The trackers dismounted, and unslung their weapons. Their sour-faced leader barked out a series of commands and, as Napoleon watched, the men fanned out, following the trail of blood and bootprints toward the barn.
It never failed to amaze him, how overconfident THRUSH goons were -- swaggering around in full view as if they owned the place, not even bothering to seek cover.
He aimed and fired; the shots took out two of the trackers before they knew what hit them. The pair dropped soundlessly to the ground. The rest dove for cover.
Ten to go. He snapped in a fresh clip.
Bullets flew everywhere as the trackers returned fire. A bullet whizzed by Napoleon's head, and another burrowed into the wood paneling beside his left ear.
That was close!
In the confusion, several THRUSH had managed to duck behind the corner of the barn -- Napoleon could hear their boots crunching through the deep snow as they circled the structure, looking for another way in. He fired in the direction of the sounds, and was gratified to hear one of the trackers cry out in pain.
Answering fire had him ducking for cover behind an overturned wheelbarrow. A hail of bullets peppered the barn, and he thanked God that Illya was safely out of the line of fire. Now if he could just whittle the odds down a bit further --
The sudden thwop-thwop of an approaching helicopter filled the air, and Napoleon's heart sank. Reinforcements, no doubt sent by THRUSH to make sure the job got done.
The chopper -- a super-sized Sikorsky S-62 by the look of it -- was coming in fast. It skimmed the tops of the pine trees, rotors whirring as it closed in on the barnyard. Napoleon let out a whoop when he saw the familiar gold logo prominently displayed on the belly of the craft.
The chopper descended, the wind from the rotors flinging clouds of snow and ice into the air. An UNCLE sniper leaned out the open door of the craft; he picked off three THRUSH in swift succession. Napoleon aimed, and took out two more. The remaining trackers, caught off guard, clambered aboard their snowmobiles and peeled off toward the forest.
The helicopter landed. Even before the rotors had stopped turning, an UNCLE medical team was climbing out, the physician in charge firing orders at his people. They gathered their equipment and ran toward the barn.
Napoleon watched as they transferred Illya to a stretcher, gave him oxygen, and hooked him up to an intravenous infusion of antibiotics and Ringer's lactate. They worked efficiently, with the kind of choreographed skill that comes from long hours of practice. Napoleon could have kissed them all. Within minutes, they had Illya stabilized, and the pair of them strapped down in the helicopter's bay, headed for the hospital in Montpelier.

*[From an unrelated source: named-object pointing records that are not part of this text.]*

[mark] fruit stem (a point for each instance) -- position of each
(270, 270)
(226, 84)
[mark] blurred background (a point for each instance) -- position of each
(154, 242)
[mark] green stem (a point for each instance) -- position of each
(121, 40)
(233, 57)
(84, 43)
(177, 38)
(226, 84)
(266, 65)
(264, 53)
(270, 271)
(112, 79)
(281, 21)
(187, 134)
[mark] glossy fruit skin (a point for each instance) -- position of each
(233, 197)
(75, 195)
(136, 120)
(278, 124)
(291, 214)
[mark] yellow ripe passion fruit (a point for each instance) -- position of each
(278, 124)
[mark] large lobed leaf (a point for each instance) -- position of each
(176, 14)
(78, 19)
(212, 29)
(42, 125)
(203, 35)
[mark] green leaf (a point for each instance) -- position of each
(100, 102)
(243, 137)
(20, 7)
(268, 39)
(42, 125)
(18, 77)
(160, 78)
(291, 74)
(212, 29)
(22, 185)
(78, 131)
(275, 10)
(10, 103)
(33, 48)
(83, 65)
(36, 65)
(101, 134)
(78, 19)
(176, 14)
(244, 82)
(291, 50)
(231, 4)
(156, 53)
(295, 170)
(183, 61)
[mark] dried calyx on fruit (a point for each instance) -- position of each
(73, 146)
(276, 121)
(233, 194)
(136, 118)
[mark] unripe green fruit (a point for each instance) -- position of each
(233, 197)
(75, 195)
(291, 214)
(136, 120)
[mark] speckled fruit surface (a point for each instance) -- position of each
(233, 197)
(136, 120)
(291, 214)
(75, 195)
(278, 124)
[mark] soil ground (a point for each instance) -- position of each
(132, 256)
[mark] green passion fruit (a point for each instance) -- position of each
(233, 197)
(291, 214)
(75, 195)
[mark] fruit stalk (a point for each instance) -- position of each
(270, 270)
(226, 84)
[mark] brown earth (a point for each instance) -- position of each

Napoleon rested his head against the bulkhead, lulled half-asleep by the vibration of the rotors as the chopper rose into the air. Their ordeal was over; against all odds, they'd come through. He was exhausted, utterly spent. He ached down to his bones -- there wasn't a muscle anywhere in his body that didn't hurt. He vowed to sleep through New Year's.
On the ground below, an UNCLE cleanup crew was busy restoring the farm to its original condition, and repairing the damage caused by the recent firefight. The owners had not yet returned and Napoleon, absurdly, hoped one of the agents would remember to milk the cow.
He reached over, and brushed the sweat-drenched hair from Illya's brow, feeling incredibly grateful for the gift of their lives. He was startled when the blue eyes opened.
“Wh...where...?” Illya tried to say.
Napoleon's heart swelled with joy; He could have wept. “An UNCLE chopper,” he replied softly. “We've been rescued.”
Napoleon nodded, feeling the world right itself once more. “We'll have you home in a jiffy, tovarisch. Merry Christmas.”
Beneath his oxygen mask, Illya sighed. His eyes drifted shut again. “Best...present...ever.”